Чужие глаза блуждают по моему телу, а я, в нелепой попытке защититься, скрещиваю руки на груди, но тут же их опускаю, понимая, что жадный взгляд буквально прикипает к ложбинке между грудей, выделившейся в вырезе джемпера.
— Ну что же вы так напряжены, Эмбер? Присядьте, — голос Артура сочится патокой, — Тем более, если вы после болезни.
— С-с-спасибо, но я постою. Так что насчет заданий? — повторяю я, буквально на миллиметр сдвигаясь ближе к двери. И про себя талдычу, что его задания нужны мне, чтобы закрыть пропуски. Что нужно терпеть.
— Я бы хотел провести с вами более глубокие беседы о том, понимаете ли вы мой предмет.
Он точно змея, еще и смотрит, не мигая. А я нервно ерзаю руками по телу, пока в заднем кармане джинсов не обнаруживаю… Конфету? Простая такая карамелька, зелененькая в прозрачной обертке, но, держа ее в руках, я чувствую некоторый прилив смелости, пусть и очень внезапный.
— А я бы хотела получить задания. И очень не хотела бы сообщать о вашем поведении своей матери, которая является одним из спонсоров этого университета, и чьи деньги руководство, вероятно, ценит сильнее, чем вас. Не буду утверждать точно, но, возможно, в ее силах сделать так, чтобы вас не приняли ни в одно образовательное учреждение во всем штате, — я кручу леденец между пальцев, затем, развернув фантик, закидываю конфету в рот и ухмыляюсь, — Ну так что, мистер Кокс?
— Вышлю задания вам на электронную почту в течение дня, напишите свой адрес, — он теперь уже и не кажется таким страшным, как ни странно.

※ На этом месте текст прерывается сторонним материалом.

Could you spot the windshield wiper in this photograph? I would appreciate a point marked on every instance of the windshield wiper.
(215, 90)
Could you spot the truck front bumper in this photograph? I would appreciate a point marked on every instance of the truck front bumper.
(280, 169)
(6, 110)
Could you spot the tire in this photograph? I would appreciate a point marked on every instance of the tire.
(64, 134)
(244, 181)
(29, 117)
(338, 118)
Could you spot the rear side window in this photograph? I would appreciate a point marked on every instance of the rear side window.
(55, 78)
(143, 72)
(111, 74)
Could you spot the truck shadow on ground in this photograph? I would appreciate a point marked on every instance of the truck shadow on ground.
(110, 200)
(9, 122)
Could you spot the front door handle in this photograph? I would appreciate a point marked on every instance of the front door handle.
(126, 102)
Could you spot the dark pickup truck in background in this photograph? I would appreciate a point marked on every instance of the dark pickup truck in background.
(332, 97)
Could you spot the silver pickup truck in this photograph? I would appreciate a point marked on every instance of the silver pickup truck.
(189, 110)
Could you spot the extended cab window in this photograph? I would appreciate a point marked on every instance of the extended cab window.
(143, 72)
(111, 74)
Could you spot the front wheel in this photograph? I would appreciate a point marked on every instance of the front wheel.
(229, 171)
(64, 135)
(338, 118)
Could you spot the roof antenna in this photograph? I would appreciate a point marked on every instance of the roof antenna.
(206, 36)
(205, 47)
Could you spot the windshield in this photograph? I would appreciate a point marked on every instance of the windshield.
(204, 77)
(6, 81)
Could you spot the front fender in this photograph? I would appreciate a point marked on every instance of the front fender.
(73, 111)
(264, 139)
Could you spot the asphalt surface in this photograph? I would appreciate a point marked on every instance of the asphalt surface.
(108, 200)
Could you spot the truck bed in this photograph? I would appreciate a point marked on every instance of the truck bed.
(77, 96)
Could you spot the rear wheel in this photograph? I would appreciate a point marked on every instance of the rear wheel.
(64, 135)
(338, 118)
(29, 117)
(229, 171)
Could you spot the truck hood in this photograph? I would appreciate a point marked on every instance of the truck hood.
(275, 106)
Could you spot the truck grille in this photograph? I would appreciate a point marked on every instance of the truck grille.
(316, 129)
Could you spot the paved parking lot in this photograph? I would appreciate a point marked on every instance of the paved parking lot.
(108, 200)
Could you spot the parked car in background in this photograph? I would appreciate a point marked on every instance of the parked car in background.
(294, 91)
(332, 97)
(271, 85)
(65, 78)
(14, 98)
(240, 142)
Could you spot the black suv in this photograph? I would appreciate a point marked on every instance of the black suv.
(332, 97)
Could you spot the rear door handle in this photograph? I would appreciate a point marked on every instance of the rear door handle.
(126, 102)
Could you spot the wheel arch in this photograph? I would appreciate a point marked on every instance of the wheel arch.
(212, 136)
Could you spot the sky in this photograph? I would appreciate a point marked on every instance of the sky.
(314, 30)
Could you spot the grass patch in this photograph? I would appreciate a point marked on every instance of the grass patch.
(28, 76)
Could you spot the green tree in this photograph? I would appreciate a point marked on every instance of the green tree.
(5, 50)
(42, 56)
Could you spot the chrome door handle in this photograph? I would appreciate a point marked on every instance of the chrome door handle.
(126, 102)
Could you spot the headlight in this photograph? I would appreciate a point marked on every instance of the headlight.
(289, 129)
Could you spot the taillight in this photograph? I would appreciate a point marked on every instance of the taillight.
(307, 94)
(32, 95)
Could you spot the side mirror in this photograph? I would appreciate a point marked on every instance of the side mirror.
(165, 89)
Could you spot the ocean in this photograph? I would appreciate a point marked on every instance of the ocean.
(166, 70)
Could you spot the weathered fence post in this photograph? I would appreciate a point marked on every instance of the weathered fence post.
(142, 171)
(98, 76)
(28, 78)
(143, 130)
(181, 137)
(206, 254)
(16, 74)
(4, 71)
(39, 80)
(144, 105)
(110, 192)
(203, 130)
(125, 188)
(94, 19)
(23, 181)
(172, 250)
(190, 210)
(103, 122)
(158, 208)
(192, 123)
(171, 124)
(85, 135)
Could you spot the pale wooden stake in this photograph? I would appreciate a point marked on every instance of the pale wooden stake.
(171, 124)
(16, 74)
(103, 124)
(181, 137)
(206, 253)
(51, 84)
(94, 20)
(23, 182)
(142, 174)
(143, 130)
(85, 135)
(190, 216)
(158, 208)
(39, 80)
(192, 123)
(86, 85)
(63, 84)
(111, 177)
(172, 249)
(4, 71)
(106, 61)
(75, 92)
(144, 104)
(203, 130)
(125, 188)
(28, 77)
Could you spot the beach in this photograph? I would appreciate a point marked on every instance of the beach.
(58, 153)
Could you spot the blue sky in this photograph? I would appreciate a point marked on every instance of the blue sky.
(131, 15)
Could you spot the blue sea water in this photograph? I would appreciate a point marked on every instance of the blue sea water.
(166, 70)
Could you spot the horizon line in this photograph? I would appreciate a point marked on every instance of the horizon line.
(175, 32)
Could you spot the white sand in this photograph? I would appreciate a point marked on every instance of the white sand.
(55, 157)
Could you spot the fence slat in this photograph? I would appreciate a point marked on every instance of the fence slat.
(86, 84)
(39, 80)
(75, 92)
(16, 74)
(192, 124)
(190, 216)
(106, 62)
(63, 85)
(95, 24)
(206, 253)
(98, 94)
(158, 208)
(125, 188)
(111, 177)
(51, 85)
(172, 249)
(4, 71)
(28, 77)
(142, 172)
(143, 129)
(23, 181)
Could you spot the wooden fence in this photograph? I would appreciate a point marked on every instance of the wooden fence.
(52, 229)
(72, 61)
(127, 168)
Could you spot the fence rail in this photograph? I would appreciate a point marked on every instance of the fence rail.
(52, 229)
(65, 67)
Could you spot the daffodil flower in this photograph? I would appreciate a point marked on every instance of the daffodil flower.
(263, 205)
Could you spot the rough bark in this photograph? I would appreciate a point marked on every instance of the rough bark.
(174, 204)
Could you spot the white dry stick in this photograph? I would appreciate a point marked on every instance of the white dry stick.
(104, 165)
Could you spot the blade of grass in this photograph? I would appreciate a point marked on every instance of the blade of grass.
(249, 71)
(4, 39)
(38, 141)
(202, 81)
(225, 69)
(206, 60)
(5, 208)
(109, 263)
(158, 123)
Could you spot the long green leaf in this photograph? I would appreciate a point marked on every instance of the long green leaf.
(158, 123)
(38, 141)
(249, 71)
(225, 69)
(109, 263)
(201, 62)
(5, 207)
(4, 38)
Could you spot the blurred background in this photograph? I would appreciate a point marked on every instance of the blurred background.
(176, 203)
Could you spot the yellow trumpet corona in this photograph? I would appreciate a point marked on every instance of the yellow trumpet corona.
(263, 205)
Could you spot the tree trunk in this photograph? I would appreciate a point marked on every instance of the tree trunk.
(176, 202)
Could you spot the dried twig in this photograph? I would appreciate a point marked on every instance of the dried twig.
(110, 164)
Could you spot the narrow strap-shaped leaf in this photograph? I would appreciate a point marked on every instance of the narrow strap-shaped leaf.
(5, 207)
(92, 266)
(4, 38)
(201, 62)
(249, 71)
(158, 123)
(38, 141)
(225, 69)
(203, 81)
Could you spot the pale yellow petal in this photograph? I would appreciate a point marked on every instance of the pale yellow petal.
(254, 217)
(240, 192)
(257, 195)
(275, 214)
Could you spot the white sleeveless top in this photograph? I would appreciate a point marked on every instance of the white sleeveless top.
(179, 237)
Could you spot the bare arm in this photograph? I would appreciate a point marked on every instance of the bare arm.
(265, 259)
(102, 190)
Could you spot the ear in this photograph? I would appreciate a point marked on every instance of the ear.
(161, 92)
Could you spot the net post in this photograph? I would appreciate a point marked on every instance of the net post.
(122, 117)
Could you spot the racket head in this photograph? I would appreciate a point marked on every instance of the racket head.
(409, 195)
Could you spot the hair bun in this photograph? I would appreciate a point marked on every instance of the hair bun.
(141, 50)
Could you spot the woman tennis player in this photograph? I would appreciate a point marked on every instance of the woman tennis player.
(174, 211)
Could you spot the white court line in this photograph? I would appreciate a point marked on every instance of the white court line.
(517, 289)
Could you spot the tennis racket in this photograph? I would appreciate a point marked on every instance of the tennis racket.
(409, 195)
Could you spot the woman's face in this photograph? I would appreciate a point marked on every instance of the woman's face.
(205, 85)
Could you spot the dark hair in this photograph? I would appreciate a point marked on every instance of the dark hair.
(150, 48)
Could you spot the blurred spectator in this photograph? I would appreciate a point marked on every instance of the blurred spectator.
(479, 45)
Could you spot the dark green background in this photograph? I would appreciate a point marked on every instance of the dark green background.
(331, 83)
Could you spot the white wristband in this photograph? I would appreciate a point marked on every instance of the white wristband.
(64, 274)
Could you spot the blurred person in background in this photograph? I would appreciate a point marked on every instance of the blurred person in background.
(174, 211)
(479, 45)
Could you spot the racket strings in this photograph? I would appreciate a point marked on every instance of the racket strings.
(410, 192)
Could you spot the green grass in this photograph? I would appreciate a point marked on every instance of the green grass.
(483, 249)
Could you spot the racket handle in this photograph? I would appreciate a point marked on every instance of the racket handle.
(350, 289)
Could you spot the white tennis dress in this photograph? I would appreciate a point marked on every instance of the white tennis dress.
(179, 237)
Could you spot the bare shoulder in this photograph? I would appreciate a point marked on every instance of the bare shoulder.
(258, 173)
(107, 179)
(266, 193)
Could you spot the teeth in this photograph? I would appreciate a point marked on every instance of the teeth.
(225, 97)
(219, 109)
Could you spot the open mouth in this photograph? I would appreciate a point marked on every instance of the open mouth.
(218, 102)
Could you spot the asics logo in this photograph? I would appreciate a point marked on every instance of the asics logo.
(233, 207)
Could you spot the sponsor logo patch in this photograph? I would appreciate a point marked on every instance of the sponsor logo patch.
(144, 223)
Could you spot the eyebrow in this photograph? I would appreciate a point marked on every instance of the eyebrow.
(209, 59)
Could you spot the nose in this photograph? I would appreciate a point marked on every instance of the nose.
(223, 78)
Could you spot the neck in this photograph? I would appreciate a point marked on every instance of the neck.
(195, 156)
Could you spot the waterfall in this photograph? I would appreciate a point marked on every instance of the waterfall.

Я записываю свою почту на послушно подставленный мне листок и разворачиваюсь, собираясь уйти.
— Советую вам подготовиться получше, — уже не так дружелюбно цедит мужчина мне в спину.
— А вам советую не принуждать студенток к сексу ради оценок, а то моя матушка и вправду сделает несколько звонков в нужные инстанции.
Когда я выхожу в коридор, химозный привкус киви от карамели кажется мне слаще любого десерта, который я когда-либо ела.